Washington Post - Why America Needs Low-Yield Nuclear Warheads Now

Op-Ed

By: Jon Kyl
By: Jon Kyl
Date: Nov. 29, 2018

By Jon Kyl

The U.S. Constitution mandates that the government "provide for the common defence," an obligation that has defined much of our professional careers. It has also motivated us to serve on the current National Defense Strategy Commission, whose just-released bipartisan report calls for major improvements to the nation's defense. One of the report's key recommendations is an endorsement of the nuclear modernization programs outlined in the 2018 Nuclear Posture Review. Notably, these proposals include the development of improved options for low-yield nuclear warheads.

As the government's mind-set shifts from waging counterterrorism and counterinsurgency wars to a return of great power competition with Russia and China, nuclear weapons must continue to maintain their deterrent effect.

Both Russia and China have engaged in large-scale nuclear weapons modernization programs and have kept their respective nuclear workforces up to speed on skills required for building new nuclear warhead designs. They have also increased the role and prominence of nuclear weapons in their national security strategies. They have not followed America's lead in diminishing the role and number of nuclear weapons.

Russia routinely practices nuclear attack scenarios in military exercises. It possesses a large and diverse tactical nuclear weapons arsenal and deploys intermediate-range ground-launched cruise missiles in material breach of its international commitments. Russia has coupled these capability developments with a nuclear doctrine that appears, from Russian statements and military exercises, to endorse the pre-emptive use of a nuclear weapon in a conventional conflict to signal Russian resolve and force the United States to back down. In other words, "escalate to de-escalate."

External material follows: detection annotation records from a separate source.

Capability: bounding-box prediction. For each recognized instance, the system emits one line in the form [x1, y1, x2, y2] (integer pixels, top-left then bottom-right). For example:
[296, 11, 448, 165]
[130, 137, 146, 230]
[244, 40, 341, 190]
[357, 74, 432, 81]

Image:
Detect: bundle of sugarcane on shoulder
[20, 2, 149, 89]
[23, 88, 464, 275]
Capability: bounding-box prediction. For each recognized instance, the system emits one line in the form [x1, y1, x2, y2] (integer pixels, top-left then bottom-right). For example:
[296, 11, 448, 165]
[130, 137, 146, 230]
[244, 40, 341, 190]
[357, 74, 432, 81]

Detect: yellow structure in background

In this way, Russia is intent on exploiting what it perceives as a U.S. nuclear capability gap on the lower levels of the escalatory ladder. That is because a high-yield, long-range U.S. response to Russia's first, limited use of a low-yield nuclear weapon against a military target is not credible. The Russians believe we are not likely to risk a global thermonuclear war in response to a "tactical" nuclear attack by them.

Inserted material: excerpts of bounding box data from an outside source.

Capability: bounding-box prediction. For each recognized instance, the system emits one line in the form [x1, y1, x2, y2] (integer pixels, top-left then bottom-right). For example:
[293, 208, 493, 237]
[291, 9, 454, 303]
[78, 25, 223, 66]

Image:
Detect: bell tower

We must change that calculation; we must close the credibility gap. To convince Moscow that there are no possible benefits to limited nuclear escalation, the United States needs to diversify its nuclear delivery system options on the lower levels of the escalatory ladder, including adding submarine-launched missiles and sea-launched cruise missiles with low-yield nuclear warheads. We must let the Russians know that there will be unacceptable consequences if they ever use such weapons.

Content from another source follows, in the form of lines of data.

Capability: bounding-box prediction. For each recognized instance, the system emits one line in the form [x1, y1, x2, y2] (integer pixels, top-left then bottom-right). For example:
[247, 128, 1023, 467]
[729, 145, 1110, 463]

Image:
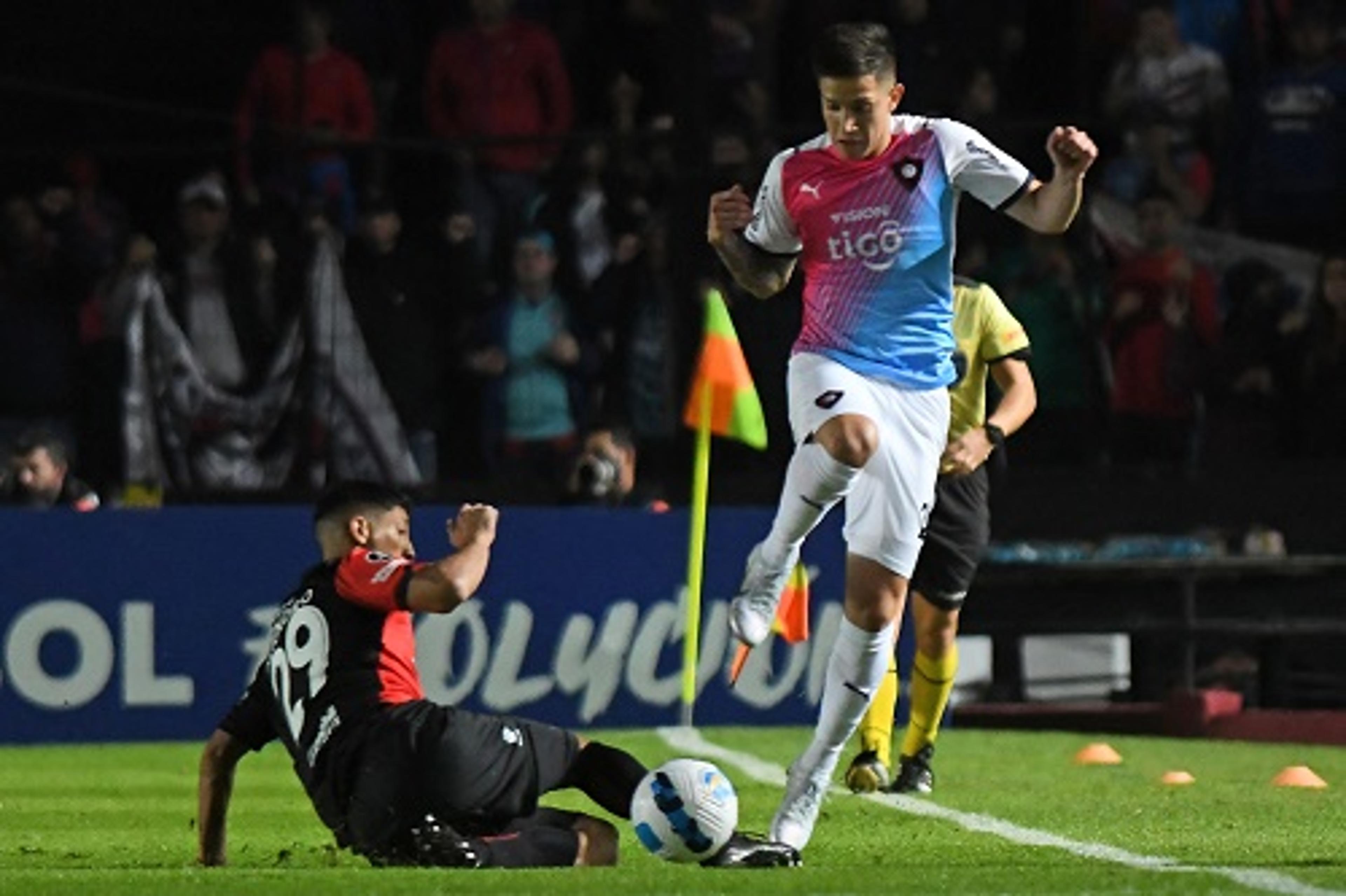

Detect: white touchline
[658, 728, 1346, 896]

The low-yield nuclear options proposed in the 2018 National Posture Review and endorsed by the National Defense Strategy Commission fill this gap in ways that are consistent with U.S. nuclear weapons policy and past practices -- and in ways that are fully consistent with America's treaty obligations.

These are not novel nuclear weapons. The short-term fix includes a relatively simple modification of an existing nuclear warhead for a submarine-launched ballistic missile. In the long run, the National Posture Review proposes developing and deploying a sea-launched cruise missile. The United States had such capability for decades but retired it at the beginning of this decade when the nation's assumptions about international security were more optimistic -- in hindsight too optimistic.

Some argue that such weapons would make nuclear war more likely, but the truth is just the opposite; Russia's use of nuclear weapons is more likely if we don't develop submarine- and sea-launched low-yield weapons. Others argue that the development of such U.S. weapons would lead to a nuclear weapons arms race. But the race is already in progress and America is playing from behind, hindered by self-imposed constraints. Yet another group of advocates argues that the weapons are too expensive, but nuclear weapons would account for only about 6 percent of the defense budget at a peak of nuclear modernization -- a wise investment, given that they are the ultimate national security guarantee.

Successive defense secretaries from both Republican and Democratic administrations have identified nuclear deterrence as the department's top priority. That's because U.S. nuclear capabilities make essential contributions to the preventing both nuclear and nonnuclear aggression and to maintaining the confidence of America's allies. These capabilities are essential to fulfilling the government's constitutional obligations. As Defense Secretary Jim Mattis has said, "America can afford survival."